Cette origine complexe se manifeste surtout dans la confrontation entre la dévotion mariale « populaire » de Fatima et la doctrine de la toute-puissance ou de la divinité du Christ, révélée dans l’Évangile et prêchée par l’Église. Les théologiens et les responsables catholiques assurent qu’il ne s’agit pas de deux thèmes concurrents ou de deux dimensions incompatibles, ni à Fatima ni dans l’Église catholique. C’est un fait que tous les papes du XXe siècle étaient des « adorateurs de Marie », et que la dévotion mariale actuelle est principalement due à leur engagement. Ce sont Pie XI, Pie XII, Paul VI et Jean-Paul II qui ont pris en charge et promu Fátima et d’autres lieux de culte marial. On peut justifier la dévotion populaire à Marie, pratiquée principalement par des femmes, par diverses théories psychologiques ou sociologiques ; elle est peut-être même liée à l’ascension des femmes dans la société et à la reconnaissance de leur rôle dans l’Église. On ne peut cependant pas affirmer qu’elle est née en marge de l’Eglise, en ce qui concerne l’enseignement de l’Eglise. Jean-Paul II aurait été sur le point de promulguer un nouveau dogme marial qui aurait conféré à Marie le rôle de « co-rédemptrice », la rapprochant ainsi un peu plus du niveau du Sauveur et de la divinité. Seule la crainte d’accroître ainsi la séparation avec les protestants l’avait sans doute empêché de le faire.

Il semble maintenant que l’on cherche dans le sanctuaire de Fatima un juste équilibre entre les références à Marie, jusqu’ici dominantes, et ce qui est ou devrait être le thème central de la chrétienté : Jésus-Christ. La tentative de rétablir les proportions correctes des représentations symboliques dans le sanctuaire est suggérée par la position centrale du grand crucifix fortement détaché de l’autel de la nouvelle église et par le caractère frappant de l’imposante Grande Croix située près de l’entrée principale.

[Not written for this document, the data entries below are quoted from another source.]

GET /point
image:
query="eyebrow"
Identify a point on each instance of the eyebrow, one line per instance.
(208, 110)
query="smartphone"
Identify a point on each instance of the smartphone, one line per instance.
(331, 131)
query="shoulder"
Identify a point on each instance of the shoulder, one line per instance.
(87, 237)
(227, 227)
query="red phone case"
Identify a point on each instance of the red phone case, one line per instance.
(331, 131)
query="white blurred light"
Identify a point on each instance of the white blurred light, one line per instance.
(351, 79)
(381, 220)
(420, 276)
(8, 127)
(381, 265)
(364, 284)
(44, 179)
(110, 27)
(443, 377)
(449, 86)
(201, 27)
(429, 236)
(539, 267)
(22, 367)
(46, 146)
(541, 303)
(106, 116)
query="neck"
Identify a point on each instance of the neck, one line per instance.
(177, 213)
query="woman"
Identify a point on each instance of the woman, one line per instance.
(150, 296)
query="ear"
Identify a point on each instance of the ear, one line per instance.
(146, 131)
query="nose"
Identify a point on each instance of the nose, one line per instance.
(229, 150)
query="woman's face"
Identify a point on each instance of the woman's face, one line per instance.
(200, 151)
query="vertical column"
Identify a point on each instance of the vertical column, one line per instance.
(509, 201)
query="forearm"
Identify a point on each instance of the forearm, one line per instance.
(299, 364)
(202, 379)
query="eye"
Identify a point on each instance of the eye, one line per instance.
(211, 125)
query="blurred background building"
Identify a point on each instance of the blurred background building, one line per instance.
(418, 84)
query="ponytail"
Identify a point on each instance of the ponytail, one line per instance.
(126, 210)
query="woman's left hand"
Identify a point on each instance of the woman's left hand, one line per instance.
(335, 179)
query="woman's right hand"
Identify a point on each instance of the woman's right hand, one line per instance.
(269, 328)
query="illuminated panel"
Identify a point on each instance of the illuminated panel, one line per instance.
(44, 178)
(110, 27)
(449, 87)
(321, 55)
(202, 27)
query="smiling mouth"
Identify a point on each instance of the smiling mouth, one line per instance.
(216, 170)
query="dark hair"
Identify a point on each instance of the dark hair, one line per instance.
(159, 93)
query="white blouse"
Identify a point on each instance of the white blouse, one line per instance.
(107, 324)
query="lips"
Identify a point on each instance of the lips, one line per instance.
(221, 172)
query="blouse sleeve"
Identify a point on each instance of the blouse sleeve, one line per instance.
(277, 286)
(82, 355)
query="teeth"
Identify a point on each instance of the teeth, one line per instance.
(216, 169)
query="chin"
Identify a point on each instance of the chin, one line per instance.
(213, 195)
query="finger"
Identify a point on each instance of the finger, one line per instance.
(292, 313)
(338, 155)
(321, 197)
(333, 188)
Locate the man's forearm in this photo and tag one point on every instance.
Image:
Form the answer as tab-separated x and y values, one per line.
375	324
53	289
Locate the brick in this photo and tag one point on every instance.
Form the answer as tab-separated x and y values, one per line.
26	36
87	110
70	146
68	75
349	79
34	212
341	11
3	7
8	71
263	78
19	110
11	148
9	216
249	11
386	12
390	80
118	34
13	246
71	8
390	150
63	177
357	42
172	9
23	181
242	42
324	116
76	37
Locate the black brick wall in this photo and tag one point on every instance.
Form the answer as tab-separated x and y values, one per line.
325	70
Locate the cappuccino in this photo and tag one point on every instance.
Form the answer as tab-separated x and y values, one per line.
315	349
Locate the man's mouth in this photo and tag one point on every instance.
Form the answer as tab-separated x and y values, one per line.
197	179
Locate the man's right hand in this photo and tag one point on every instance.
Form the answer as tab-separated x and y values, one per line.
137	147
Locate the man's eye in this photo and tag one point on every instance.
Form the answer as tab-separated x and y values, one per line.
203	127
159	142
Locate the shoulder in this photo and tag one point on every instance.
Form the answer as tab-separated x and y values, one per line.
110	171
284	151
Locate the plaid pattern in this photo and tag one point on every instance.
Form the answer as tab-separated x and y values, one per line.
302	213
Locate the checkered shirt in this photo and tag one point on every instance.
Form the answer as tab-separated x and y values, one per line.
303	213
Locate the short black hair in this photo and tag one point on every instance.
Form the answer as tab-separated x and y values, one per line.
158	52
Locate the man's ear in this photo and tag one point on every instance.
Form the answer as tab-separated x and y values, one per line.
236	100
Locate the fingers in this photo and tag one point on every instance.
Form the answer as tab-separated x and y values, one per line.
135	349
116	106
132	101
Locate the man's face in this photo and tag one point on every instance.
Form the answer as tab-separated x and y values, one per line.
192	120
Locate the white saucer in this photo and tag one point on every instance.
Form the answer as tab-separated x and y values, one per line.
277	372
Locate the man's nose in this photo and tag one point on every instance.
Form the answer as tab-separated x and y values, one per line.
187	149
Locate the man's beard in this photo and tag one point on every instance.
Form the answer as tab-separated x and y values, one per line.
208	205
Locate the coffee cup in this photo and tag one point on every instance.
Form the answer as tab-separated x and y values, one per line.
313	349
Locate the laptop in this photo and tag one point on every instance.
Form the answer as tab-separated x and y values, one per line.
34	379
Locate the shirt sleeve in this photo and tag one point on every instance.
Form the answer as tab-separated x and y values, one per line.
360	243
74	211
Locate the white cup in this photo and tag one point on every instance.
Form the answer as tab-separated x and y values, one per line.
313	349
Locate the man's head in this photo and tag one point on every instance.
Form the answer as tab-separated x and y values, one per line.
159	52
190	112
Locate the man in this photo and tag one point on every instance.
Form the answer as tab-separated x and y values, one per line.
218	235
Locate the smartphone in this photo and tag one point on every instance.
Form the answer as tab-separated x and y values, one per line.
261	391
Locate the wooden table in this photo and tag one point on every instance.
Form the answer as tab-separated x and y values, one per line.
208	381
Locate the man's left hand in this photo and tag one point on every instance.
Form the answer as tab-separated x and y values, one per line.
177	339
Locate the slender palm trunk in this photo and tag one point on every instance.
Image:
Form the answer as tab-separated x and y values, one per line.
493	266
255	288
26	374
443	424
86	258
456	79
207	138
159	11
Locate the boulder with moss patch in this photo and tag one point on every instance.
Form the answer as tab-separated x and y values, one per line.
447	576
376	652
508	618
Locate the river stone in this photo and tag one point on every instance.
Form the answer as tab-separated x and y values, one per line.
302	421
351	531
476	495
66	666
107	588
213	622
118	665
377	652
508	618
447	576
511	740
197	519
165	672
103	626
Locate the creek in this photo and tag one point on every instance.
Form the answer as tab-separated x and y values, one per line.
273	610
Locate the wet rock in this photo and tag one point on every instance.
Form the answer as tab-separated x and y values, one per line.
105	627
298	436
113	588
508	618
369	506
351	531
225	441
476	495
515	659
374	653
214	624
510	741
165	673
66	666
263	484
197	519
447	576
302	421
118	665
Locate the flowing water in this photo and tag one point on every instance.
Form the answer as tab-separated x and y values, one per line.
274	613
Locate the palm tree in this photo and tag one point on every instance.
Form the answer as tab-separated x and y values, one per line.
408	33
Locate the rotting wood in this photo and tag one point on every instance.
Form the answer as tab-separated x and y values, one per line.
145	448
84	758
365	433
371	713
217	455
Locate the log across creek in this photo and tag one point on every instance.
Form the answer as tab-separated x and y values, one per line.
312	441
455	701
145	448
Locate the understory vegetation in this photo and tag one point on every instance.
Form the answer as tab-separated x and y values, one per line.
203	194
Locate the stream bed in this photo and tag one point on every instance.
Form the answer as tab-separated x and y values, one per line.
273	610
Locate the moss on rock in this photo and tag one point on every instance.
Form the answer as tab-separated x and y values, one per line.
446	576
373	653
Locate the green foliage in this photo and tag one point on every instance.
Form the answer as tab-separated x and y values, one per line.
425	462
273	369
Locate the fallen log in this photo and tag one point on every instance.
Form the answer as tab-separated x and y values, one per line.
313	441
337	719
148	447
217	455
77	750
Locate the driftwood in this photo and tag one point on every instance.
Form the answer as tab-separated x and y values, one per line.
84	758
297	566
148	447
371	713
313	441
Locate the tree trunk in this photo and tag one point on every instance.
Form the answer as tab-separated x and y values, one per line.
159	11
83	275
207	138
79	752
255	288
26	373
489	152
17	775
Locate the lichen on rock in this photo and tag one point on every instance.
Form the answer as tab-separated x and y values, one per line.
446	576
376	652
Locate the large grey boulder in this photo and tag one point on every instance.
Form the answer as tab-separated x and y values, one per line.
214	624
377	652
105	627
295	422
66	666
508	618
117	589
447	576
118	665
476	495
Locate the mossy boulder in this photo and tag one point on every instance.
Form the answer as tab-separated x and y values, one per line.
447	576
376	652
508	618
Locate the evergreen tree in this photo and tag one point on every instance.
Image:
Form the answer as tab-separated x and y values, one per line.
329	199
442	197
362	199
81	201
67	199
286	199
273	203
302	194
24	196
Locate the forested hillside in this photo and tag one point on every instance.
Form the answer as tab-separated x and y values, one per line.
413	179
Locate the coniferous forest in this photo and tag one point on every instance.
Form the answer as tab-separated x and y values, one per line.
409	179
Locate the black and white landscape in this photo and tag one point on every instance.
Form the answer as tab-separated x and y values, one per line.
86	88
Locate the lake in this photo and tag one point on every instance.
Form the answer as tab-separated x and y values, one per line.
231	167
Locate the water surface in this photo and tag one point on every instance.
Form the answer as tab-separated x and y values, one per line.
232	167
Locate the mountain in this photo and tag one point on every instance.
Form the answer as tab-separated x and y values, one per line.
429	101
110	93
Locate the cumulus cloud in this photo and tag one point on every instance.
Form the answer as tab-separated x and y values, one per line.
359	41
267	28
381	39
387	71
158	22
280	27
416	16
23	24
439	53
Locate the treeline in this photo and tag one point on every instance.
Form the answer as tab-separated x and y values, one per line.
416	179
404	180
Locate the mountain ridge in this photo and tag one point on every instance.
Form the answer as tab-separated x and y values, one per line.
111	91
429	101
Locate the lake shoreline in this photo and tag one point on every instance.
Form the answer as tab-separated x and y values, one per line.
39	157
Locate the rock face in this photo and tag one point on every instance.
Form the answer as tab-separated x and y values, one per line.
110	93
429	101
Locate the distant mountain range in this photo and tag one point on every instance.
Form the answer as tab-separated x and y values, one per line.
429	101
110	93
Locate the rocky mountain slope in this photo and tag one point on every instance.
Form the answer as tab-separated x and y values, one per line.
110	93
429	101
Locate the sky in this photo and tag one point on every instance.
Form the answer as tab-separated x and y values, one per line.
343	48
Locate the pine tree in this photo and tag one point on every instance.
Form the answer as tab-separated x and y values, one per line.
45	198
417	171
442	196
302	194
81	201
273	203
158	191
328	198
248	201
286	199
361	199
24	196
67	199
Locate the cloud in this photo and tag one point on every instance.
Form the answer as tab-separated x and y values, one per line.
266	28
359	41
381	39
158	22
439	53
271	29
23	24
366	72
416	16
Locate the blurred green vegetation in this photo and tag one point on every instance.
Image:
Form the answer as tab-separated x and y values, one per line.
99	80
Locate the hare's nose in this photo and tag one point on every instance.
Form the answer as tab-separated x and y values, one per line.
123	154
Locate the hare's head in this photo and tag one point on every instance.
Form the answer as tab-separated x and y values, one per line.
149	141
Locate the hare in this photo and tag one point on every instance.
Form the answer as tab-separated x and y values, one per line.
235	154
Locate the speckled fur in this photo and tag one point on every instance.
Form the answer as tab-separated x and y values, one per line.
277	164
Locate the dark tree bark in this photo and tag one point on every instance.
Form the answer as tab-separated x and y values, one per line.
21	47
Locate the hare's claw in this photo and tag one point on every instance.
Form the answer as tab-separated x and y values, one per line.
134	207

La croix dressée en plein air, avec sa légèreté aérienne de cinquante tonnes d’acier de couleur rouille, ne sert pas seulement d’emblème chrétien à une église d’orientation presque agnostique et à l’ensemble du sanctuaire, mais elle porte aussi un regard sur le siècle qui s’est ouvert et sur tous ceux qui suivront. La Grande Croix, œuvre remarquable du sculpteur Robert Schad, incarne bien le symbole de la rencontre avec l’avenir que recherche Fatima.